Can LLM-Simulated Practice and Feedback Upskill Human Counselors? A Randomized Study with 90+ Novice Counselors
Ryan Louie, Ifdita Hasan Orney, Juan Pablo Pacheco, Raj Sanjay Shah, Emma Brunskill, Diyi Yang
TL;DR
This study evaluates CARE, an LLM-based training system for novice counselors that combines AI-simulated practice with AI-generated feedback. In a randomized trial (N=94), practicing with feedback (P+F) improved empathetic listening, reflections, and client-centered questioning, whereas practice alone (P) did not and even reduced empathy. Self-efficacy calibration was generally misaligned with performance, highlighting limits of self-assessment as a performance proxy. The findings suggest that scalable, AI-driven counselor training should integrate both realistic practice and structured, skill-focused feedback to develop essential client-centered skills and support broader access to high-quality training. The work has practical implications for scalable mental health training, suggesting a hybrid, AI-enabled approach can complement traditional supervision and role-play methods.
Abstract
Training more counselors, from clinical students to peer supporters, can help meet the demand for accessible mental health support; however, current training approaches remain resource-intensive and difficult to scale effectively. Large Language Models (LLMs) offer promising solutions for growing counseling skills training through simulated practice and automated feedback. Despite successes in aligning LLMs with expert-counselor annotations, we do not know whether LLM-based counseling training tools -- such as AI patients that simulate real-world challenges and generative AI feedback with suggested alternatives and rationales -- actually lead to improvements in novice counselor skill development.
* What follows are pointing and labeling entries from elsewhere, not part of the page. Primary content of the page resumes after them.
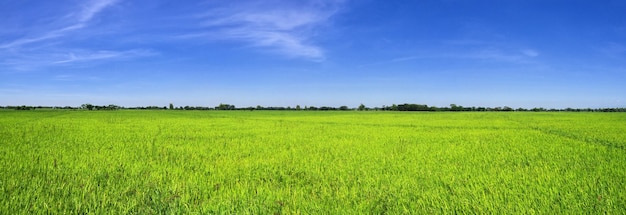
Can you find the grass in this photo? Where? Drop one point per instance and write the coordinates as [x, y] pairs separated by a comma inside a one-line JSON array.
[[285, 162]]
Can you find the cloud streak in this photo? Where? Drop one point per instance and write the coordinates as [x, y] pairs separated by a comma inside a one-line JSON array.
[[287, 29]]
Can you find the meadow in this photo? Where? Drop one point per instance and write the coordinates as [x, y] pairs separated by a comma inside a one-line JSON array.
[[311, 162]]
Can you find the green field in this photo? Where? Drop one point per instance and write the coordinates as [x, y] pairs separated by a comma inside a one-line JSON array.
[[267, 162]]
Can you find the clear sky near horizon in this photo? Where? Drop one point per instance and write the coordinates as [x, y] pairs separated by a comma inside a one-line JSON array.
[[517, 53]]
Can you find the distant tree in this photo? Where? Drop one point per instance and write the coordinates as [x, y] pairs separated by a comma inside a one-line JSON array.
[[225, 107], [87, 106], [112, 107], [361, 107], [394, 107]]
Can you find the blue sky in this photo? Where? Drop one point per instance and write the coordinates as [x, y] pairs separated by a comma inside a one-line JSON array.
[[551, 54]]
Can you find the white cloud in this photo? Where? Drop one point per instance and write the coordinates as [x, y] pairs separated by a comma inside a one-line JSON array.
[[530, 52], [282, 27], [82, 56], [92, 8]]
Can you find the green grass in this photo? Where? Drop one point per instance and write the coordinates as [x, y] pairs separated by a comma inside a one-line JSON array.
[[266, 162]]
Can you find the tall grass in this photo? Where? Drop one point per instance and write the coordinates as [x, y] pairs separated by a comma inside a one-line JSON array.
[[265, 162]]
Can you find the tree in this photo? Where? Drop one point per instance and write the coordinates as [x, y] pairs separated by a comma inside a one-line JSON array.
[[361, 107], [87, 106]]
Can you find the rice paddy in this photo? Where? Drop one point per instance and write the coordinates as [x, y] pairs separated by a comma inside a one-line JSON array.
[[311, 162]]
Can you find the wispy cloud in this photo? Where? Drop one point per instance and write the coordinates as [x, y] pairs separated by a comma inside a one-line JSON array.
[[284, 27], [83, 56], [92, 8]]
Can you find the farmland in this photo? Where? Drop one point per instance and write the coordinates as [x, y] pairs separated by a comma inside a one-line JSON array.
[[312, 162]]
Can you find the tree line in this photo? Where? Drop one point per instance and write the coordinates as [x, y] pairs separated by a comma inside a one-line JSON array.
[[362, 107]]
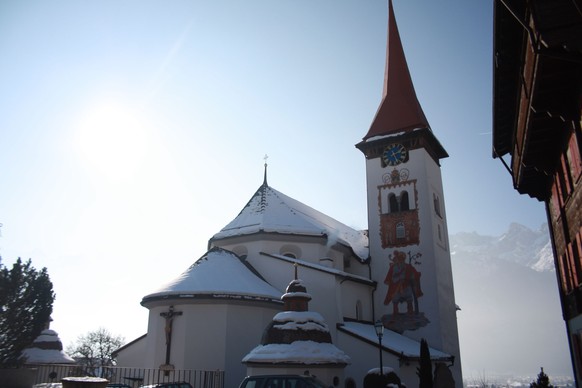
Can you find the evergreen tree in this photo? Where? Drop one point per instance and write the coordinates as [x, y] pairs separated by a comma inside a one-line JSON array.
[[543, 381], [424, 371], [26, 303]]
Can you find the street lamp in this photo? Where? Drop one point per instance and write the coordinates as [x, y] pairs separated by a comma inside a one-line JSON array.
[[379, 327]]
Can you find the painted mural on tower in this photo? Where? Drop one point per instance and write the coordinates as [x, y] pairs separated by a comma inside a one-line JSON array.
[[404, 288], [398, 204]]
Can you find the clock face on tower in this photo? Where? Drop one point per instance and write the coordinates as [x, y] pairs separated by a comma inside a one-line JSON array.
[[394, 154]]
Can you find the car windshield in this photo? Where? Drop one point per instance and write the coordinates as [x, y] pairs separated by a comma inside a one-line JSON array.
[[282, 382]]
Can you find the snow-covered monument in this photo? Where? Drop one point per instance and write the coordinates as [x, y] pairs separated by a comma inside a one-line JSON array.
[[213, 316]]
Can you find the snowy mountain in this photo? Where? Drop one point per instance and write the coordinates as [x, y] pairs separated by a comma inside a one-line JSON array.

We develop CARE, an LLM-simulated practice and feedback system, and randomize 94 novice counselors to practice using an AI patient, either alone or with AI feedback, measuring changes in their behavioral performance, self-assessments, and qualitative learning takeaways. Our results show the practice-and-feedback group improved in their use of reflections and questions (d=0.32-0.39, p$<$0.05). In contrast, the group that practiced with an AI patient alone did not show improvements, and in the case of empathy, actually had worse uses across time (d=$-$0.52, p=0.001) and when compared against the practice-and-feedback group (d=0.72, p=0.001). Participants' qualitative self-reflections revealed key differences: the practice-and-feedback group adopted a client-centered approach involving listening to and validating feelings, while the practice-alone group remained solution-oriented but delayed offering suggestions until gathering more information. Overall, these results suggest that LLM-based training systems can promote effective skill development, but that combining both simulated practice and structured feedback is critical.